Even as we watch, the viscous tide composed of this off-white ooze
seems to rise and consume a finger's width of the ashy, cindery beach. So thick
is the corrupt liquid that it appears more to roll up the shoreline than to
wash ashore as this flood tide creeps in. Apparently, on this particular ocean,
the tide never ebbs and is always flowing, always a rising flood tide.
"Check it out," Archer says, and waves one leather-jacketed
arm in a wide arc to frame the view. "Ladies and gentlemen, may I present
the Great Ocean of Wasted Sperm...."
All ejaculate, according to Archer, expelled in masturbatory emissions
over the course of human history, at least since Onan—it all trickles down to
accumulate here. Likewise, he explains, all bloodshed on Earth trickles down
and collects in Hell. All tears. Every spit gob spit on the ground ends up
hereabouts.
"Since the introduction of VHS tapes and the Internet,"
Archer says, "this ocean has been rising at record rates."
I think of my Papadaddy Ben and shudder. To repeat, Long Story.
In Hell, porn is creating an effect equivalent to that of global
warming on earth.
The group of us take a step backward, away from the rising, shimmering
ooze.
"Now that this twerp is dead," Patterson says, as he cuffs
Leonard on the back of the head, "maybe the ol' sperm sea won't be filling
up so fast."
Leonard rubs his own scalp, wincing, and says, "Don't look now,
Patterson, but I think I can see some of your ball juice floating out
there."
Looking at Babette, Archer licks his tongue around his lips and says,
"One of these days we're going to be up to our eyeballs...."
Babette looks at the diamond ring on my finger.

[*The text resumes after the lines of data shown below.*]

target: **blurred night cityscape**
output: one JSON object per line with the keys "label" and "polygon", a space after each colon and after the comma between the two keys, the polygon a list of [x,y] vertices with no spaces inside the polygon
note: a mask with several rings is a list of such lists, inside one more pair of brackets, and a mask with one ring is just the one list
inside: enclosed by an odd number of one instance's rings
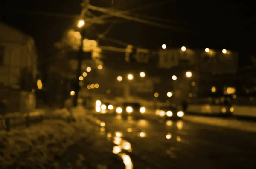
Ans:
{"label": "blurred night cityscape", "polygon": [[0,169],[255,169],[253,1],[0,3]]}

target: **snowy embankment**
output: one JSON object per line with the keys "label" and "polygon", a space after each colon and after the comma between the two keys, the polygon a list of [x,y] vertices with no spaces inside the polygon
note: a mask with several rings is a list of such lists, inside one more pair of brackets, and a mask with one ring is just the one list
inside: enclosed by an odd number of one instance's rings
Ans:
{"label": "snowy embankment", "polygon": [[[99,128],[88,122],[88,119],[95,119],[86,115],[82,107],[73,110],[75,122],[45,120],[29,128],[0,132],[0,168],[58,169],[59,162],[63,161],[63,155],[69,146],[82,139],[91,143],[101,139],[100,134],[96,132]],[[54,113],[61,112],[63,117],[68,116],[64,109]],[[103,144],[102,149],[105,150],[108,146]],[[100,144],[99,146],[101,149]]]}

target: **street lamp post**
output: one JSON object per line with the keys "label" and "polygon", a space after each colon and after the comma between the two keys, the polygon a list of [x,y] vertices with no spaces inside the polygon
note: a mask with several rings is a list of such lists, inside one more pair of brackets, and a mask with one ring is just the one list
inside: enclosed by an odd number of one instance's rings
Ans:
{"label": "street lamp post", "polygon": [[[83,4],[84,5],[84,9],[82,10],[81,14],[81,17],[82,18],[84,17],[84,14],[87,9],[87,6],[89,5],[90,3],[90,0],[83,0]],[[80,80],[79,79],[79,77],[81,76],[81,67],[82,67],[82,62],[83,60],[83,54],[84,52],[83,51],[83,39],[84,37],[85,36],[85,29],[84,29],[84,26],[86,24],[85,21],[83,19],[80,19],[78,20],[76,26],[78,29],[80,29],[80,33],[81,35],[81,44],[78,52],[78,53],[77,56],[77,60],[78,62],[78,67],[77,72],[76,72],[76,76],[75,79],[75,95],[74,95],[73,99],[73,106],[74,107],[77,106],[77,101],[78,100],[78,95],[80,89],[80,86],[79,85],[79,82]],[[91,52],[85,52],[84,54],[86,55],[86,57],[91,57]]]}

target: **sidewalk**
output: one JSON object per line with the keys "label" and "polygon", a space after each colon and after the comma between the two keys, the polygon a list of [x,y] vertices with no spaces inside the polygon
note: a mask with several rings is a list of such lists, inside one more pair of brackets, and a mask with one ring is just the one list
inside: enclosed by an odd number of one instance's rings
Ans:
{"label": "sidewalk", "polygon": [[183,117],[187,121],[247,132],[256,132],[256,123],[240,121],[235,119],[205,117],[187,115]]}
{"label": "sidewalk", "polygon": [[93,117],[82,107],[72,111],[75,122],[47,120],[0,132],[0,168],[106,169],[112,161],[113,146],[99,125],[88,121]]}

Archer, still ogling her, says, "Hey, Babs, you ever been up to
your foxy eyes in hot sperm?"
And pivoting on one scuffed heel, Babette says, "Back off, Sid
Vicious. I'm not your Nancy Spungen." Waving for us to follow her,
fluttering her white-painted fingernails, Babette looks at Patterson in his
football jersey and says, "It's your turn. Now you show us someplace
interesting."
Patterson swallows, shrugs his shoulders, and says, "You guys want
to see the Swamp of Partial-birth Abortions?"

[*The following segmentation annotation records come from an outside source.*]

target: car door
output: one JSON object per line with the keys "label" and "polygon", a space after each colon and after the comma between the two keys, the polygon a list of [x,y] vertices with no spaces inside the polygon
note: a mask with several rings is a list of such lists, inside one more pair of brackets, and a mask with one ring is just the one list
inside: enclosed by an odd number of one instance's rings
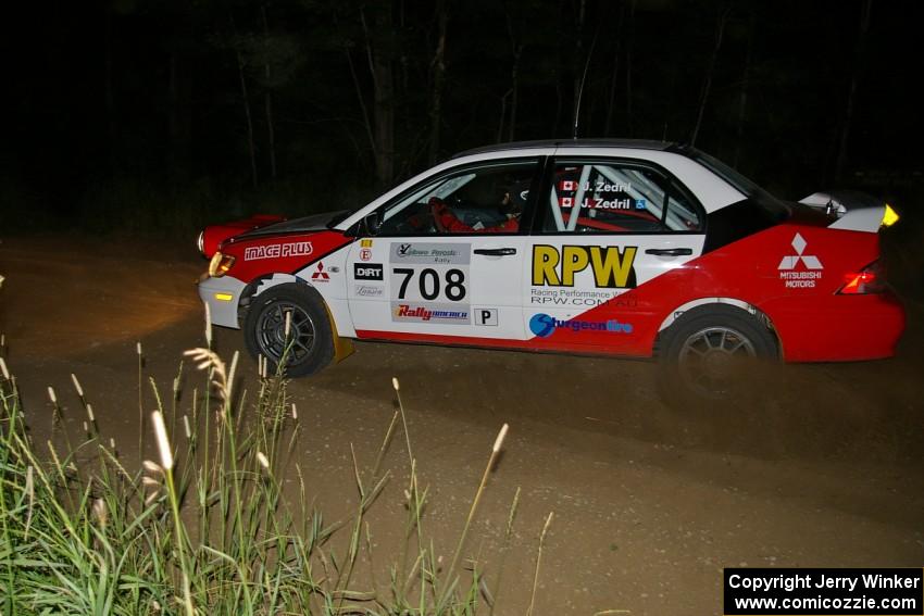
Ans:
{"label": "car door", "polygon": [[663,315],[639,290],[702,252],[696,199],[644,160],[559,158],[538,214],[523,273],[533,347],[646,354]]}
{"label": "car door", "polygon": [[348,256],[359,338],[503,345],[525,337],[519,217],[538,158],[464,165],[378,209],[377,232]]}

We, the rest of us, all shake our heads, No. Slowly. In unison, for a
long time, no, no, no. Definitely not.
As Babette strides away from the Ocean of Wasted Sperm, Patterson trots
to catch up with her. The pair of them link arms, walking together. The team
captain and the head cheerleader. The rest of us, Leonard and Archer and I,
follow a few steps behind.
To be honest, I keep wishing we could all talk. Chew the fat. And, yes,
I know that wishing is another symptom of hope, but I can't help it. As we
amble along, trudging over steaming brimstone beds of sulfur and coal, I want
to ask if anyone else feels an intense sense of shame. By dying, do they feel
as if they've disappointed everyone who ever bothered to love them? After all
the effort that so many people made to raise them, to feed and teach them, do
Archer or Leonard or Babette feel a crushing sense of having failed their loved
ones? Do they worry that dying constitutes the biggest sin they could possibly
commit? Have they considered the possibility that, by dying, each of us has
generated pain and sorrow which our survivors must suffer for the remainder of
their lives?
In dying—worse than flunking a grade in school, or getting arrested, or
knocking up some prom date—perhaps we've majorly, irreversibly fucked up.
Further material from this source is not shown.